Au cours de cette journée le siège de ce parti politique à été saccagé, des documents incendiés et plusieurs militants du dit parti arrêtés et battus.
Selon plusieurs témoins, ces militants du parti au pouvoir accompagnés des forces de sécurité se sont aussi rendu au siège de l’UFDG (union des forces démocratiques de Guinée) pour être saccager.
Le préfet Aziz Diop que nous avons joint au téléphone, a confirmé l’arrestation des militants sans pour autant donné le nombre exact. « C’est moi qui ai ordonné l’arrestation de ces militants parce qu’aucun regroupement et manifestations n’est autorisée ici à Kankan », a laissé entendre le préfet.
Au commissariat central de police de Kankan les journalistes qui s’étaient rendu pour rencontrer les militants arrêtés ont été menacés de quitter les lieux par le commissaire central Abdoulaye Sanoh.
« Je ne veux voir aucun journaliste ici et faites-moi sortir ce Monsieur d’ici ! », a ordonné le commissaire Sanoh avant de s’embarquer dans son pick-up avec des agents à la chasse de d’autres militants du FNDC.
Dans la soirée de cette journée sanglante, nous avons pu rencontré l’une des victimes.
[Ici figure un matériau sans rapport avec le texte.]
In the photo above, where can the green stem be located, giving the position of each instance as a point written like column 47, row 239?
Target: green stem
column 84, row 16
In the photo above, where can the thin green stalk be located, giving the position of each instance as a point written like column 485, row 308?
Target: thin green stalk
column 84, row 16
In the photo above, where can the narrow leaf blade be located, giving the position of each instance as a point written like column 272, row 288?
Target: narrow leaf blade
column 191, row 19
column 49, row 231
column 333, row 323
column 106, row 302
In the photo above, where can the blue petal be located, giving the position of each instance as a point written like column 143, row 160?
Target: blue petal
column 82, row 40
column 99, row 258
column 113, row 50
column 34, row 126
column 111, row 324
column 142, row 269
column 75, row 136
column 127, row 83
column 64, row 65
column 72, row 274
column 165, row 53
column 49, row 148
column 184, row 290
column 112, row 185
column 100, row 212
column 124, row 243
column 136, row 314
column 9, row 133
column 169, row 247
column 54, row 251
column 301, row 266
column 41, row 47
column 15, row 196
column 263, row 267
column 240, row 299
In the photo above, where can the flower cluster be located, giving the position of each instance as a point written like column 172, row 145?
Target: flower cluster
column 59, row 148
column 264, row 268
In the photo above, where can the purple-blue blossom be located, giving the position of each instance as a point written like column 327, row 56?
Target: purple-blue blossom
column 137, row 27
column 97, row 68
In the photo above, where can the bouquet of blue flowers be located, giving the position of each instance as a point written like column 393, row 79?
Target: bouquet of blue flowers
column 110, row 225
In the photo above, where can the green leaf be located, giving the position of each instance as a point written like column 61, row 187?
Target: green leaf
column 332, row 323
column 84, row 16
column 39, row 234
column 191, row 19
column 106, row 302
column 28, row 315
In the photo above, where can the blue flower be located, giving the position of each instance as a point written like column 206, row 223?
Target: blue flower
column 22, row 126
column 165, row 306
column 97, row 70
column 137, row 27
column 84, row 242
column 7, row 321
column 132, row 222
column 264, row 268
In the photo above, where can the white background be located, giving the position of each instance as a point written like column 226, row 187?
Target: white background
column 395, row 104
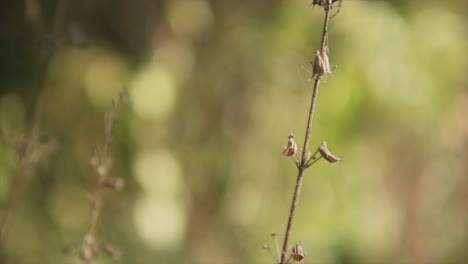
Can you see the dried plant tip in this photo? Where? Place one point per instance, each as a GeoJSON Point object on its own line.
{"type": "Point", "coordinates": [321, 64]}
{"type": "Point", "coordinates": [291, 149]}
{"type": "Point", "coordinates": [88, 249]}
{"type": "Point", "coordinates": [324, 2]}
{"type": "Point", "coordinates": [68, 250]}
{"type": "Point", "coordinates": [112, 250]}
{"type": "Point", "coordinates": [87, 253]}
{"type": "Point", "coordinates": [114, 183]}
{"type": "Point", "coordinates": [297, 252]}
{"type": "Point", "coordinates": [326, 154]}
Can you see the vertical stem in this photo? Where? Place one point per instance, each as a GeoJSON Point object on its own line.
{"type": "Point", "coordinates": [30, 138]}
{"type": "Point", "coordinates": [305, 149]}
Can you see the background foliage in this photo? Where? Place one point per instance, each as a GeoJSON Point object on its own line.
{"type": "Point", "coordinates": [215, 88]}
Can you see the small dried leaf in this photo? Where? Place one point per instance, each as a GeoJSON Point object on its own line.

Mr Kabiné TRAORÉ, membre du bureau de comité de base de l’UFDG Kankan raconte: << nous sommes nombreux à être arrêté pendant que nous étions entrain d’empêcher le pillage et et le saccage de notre siège par des personnes scandant RPG ou rien. Soudain nous assistons à l’arrivé des forces de l’ordre qui ont injustement procédés aux arrestations et nous envoyés au commissariat central de police de Kankan. Moi, étant blessé à la poitrine, en sang, je suis libéré plutard pour des soins à l’urgence de l’hôpital régional de Kankan. Ce genre de situation n’est pas une première. Nous sommes souvent victimes de ces arrestations sans aucune raison.>>
Dans la soirée de cette journée, un calme précaire régnait dans la cité.